If they're not going to eat, make them attack!
Bonus tip from Chris: Consider your presentation. Can a reach mend, or reach curve present your fly at a different angle (i.e. broadside) to excite the fish and maybe hasten, or slow your swing or give your fly a more intriguing path as its stripped through the water? Better than the boring straight line presentation and straight line retrieve. Would a loop knot give your streamer more action, or a riffle hitch present a longer, broadside offering to the fish? Play around and see what works for your situation.
|Posted by chrisdore on April 19, 2017 at 8:30 PM|
As the waters cool and the mayfly activity increases, fish will often move up higher into the riffles than usual. That ankle - calf deep water right up the head, or along the very edge of the riffly water now becomes my target area and anyone who fishes the famous, Mataura river knows: it's the shallowest of the rocky riffles that offer the best nymphing.
Now looking through many anglers fly boxes the majority of their flies sport tungsten beads, however in the best of the autumn riffles, even a 2mm tungsten bead can be too heavy.
Lower Mataura stalwart, David Murray-Orr is a big fan of brass beads for autumn nymphing water, their slightly lesser weight compared to tungsten making them more fishable through the shallows. In addition myself, I’m a big fan of plastic beads of gold, red, and clear coloration, offering very little weight however retaining the suggestion of air / colour / dynamics and all the other benefits of a bead.
However it's the unweighted nymph patterns which feature largely in my late season nymph box, the turbulence and disturbance of the shallow, riffle water often being enough to pull your flies down beneath the surface. I always fish nymphs in tandem / teams and alternate patterns slightly to grab attention and have options.
And don’t think those foam line sippers / swirlers are always feeding on top: often they are keyed in on emergers just beneath the surface... what you see breaking the surface is their follow through. A small, unweighted nymph is just the key here...
Chris' Tip: The key on the Mataura is to keep things small.

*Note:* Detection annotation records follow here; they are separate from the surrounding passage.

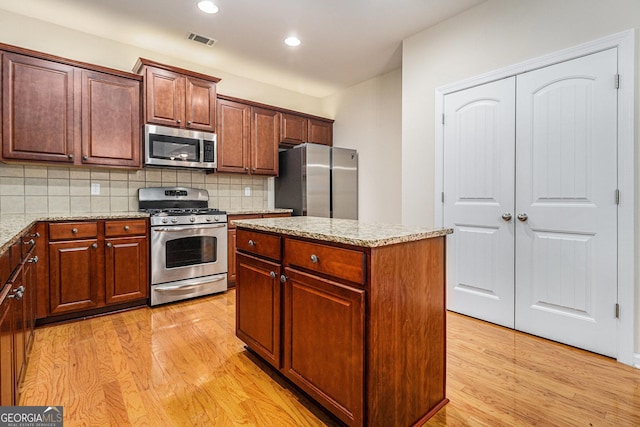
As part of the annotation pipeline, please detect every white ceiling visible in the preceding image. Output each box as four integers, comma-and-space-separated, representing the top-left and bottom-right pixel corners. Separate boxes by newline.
0, 0, 485, 96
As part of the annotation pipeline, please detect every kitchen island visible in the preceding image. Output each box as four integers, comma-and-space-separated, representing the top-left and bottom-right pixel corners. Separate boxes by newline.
234, 217, 452, 426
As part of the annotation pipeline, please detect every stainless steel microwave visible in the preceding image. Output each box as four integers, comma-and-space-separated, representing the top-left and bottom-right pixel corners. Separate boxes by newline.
144, 124, 218, 169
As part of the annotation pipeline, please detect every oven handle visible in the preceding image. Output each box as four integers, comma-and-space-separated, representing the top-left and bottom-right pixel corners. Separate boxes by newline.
152, 276, 224, 292
152, 224, 227, 232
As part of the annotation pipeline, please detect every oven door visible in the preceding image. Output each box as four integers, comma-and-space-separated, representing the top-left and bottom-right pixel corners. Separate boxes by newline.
151, 223, 227, 285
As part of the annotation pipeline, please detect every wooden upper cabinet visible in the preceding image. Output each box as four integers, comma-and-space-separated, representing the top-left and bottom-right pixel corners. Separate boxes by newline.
280, 113, 333, 146
185, 76, 216, 132
218, 99, 251, 173
280, 113, 309, 145
251, 107, 280, 175
2, 52, 79, 164
144, 67, 185, 127
82, 70, 142, 167
307, 119, 333, 145
0, 44, 142, 168
135, 58, 220, 132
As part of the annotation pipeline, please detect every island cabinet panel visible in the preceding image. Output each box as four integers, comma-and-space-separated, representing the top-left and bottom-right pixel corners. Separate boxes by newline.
366, 237, 448, 426
284, 239, 366, 285
236, 254, 282, 368
236, 219, 448, 427
105, 236, 149, 304
2, 52, 80, 164
283, 268, 365, 425
0, 284, 15, 406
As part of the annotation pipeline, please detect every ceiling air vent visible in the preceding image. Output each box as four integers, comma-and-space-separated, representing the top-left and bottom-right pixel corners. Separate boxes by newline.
187, 33, 217, 46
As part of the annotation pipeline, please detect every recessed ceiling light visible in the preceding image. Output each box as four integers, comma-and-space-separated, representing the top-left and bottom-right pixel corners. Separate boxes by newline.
284, 37, 300, 46
198, 0, 218, 13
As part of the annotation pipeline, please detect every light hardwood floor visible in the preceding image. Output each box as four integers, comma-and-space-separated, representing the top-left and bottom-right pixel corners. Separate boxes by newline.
20, 291, 640, 427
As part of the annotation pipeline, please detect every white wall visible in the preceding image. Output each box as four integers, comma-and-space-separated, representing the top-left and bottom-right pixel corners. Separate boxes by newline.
325, 69, 402, 223
402, 0, 640, 352
0, 9, 327, 117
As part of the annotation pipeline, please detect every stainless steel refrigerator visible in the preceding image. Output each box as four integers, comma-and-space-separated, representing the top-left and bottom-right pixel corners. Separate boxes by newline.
275, 144, 358, 219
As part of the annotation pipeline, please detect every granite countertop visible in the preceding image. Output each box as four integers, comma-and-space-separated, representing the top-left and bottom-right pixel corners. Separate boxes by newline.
0, 212, 149, 255
223, 208, 293, 215
232, 216, 453, 248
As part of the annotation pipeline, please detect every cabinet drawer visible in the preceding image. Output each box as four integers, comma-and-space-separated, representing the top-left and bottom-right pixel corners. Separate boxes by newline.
284, 239, 366, 285
236, 230, 281, 260
104, 219, 147, 237
49, 222, 98, 240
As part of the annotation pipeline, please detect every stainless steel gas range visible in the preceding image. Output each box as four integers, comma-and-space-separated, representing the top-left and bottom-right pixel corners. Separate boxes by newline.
138, 187, 227, 306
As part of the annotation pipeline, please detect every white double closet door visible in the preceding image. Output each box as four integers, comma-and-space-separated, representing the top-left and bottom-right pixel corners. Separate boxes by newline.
443, 49, 617, 356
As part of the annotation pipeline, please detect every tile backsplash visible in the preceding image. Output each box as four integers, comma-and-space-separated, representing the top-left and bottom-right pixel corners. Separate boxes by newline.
0, 163, 273, 214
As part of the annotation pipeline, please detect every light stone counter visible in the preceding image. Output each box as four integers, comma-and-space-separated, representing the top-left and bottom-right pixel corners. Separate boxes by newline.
222, 208, 293, 215
0, 212, 149, 256
232, 216, 453, 248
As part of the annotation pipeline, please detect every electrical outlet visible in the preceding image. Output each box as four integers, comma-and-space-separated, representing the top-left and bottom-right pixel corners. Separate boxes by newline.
91, 182, 100, 196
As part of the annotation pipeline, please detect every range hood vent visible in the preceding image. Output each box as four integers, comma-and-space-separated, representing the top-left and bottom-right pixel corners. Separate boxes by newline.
187, 33, 218, 46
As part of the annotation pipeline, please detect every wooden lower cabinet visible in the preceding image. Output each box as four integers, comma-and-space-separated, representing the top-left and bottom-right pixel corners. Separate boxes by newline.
105, 237, 149, 304
227, 212, 291, 288
283, 268, 365, 425
45, 219, 149, 317
0, 286, 15, 406
49, 239, 104, 315
236, 229, 448, 427
236, 254, 282, 368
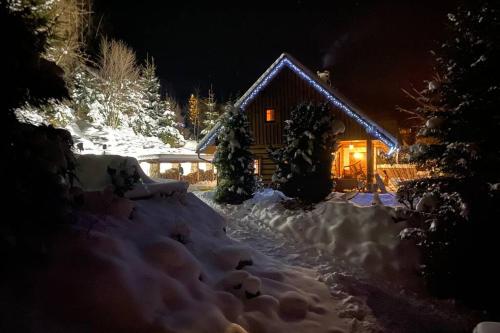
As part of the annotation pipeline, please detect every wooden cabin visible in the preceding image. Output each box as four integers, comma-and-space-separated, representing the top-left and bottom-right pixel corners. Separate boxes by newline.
197, 53, 398, 191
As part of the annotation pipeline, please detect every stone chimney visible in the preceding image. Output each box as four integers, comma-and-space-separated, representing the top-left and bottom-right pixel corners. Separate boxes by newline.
316, 69, 332, 86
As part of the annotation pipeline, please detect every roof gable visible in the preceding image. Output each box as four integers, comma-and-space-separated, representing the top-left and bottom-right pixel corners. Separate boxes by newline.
196, 53, 398, 153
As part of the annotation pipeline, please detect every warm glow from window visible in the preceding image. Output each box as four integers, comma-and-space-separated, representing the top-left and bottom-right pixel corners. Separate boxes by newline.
352, 152, 363, 160
253, 160, 260, 175
266, 109, 275, 122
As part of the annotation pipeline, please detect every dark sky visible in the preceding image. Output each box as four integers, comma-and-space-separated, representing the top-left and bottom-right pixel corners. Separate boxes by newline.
94, 0, 458, 122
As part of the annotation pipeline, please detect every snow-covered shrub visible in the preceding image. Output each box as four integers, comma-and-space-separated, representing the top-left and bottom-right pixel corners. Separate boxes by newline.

Sure, there are a few size 14 represented nymphs to be found, but there are a heck of a lot more size 16 and 18's, and so that's what the trout relax in on, and I fill my box with. And never fear - trout will easily see such small flies even in the most turbulent of water and lowest of light... their eyesight and reactions are much better than ours.
Additional Tips from Chris:
• Keep your indicator close when nymphing shallow riffles: trout will eat, and drop your nymph quick smart, so two feet between a small, hi-vis Indicator and my top fly is the norm.
• Try short line tactics. Raise that rod and lead your nymphs through their drift on a short line for better control, and contact with your flies.
• Grease your leader with floatant when fishing softer edges to keep your flies nearer the surface. This also makes your tippet more visible to you and helps detect those subtle takes that little bit quicker.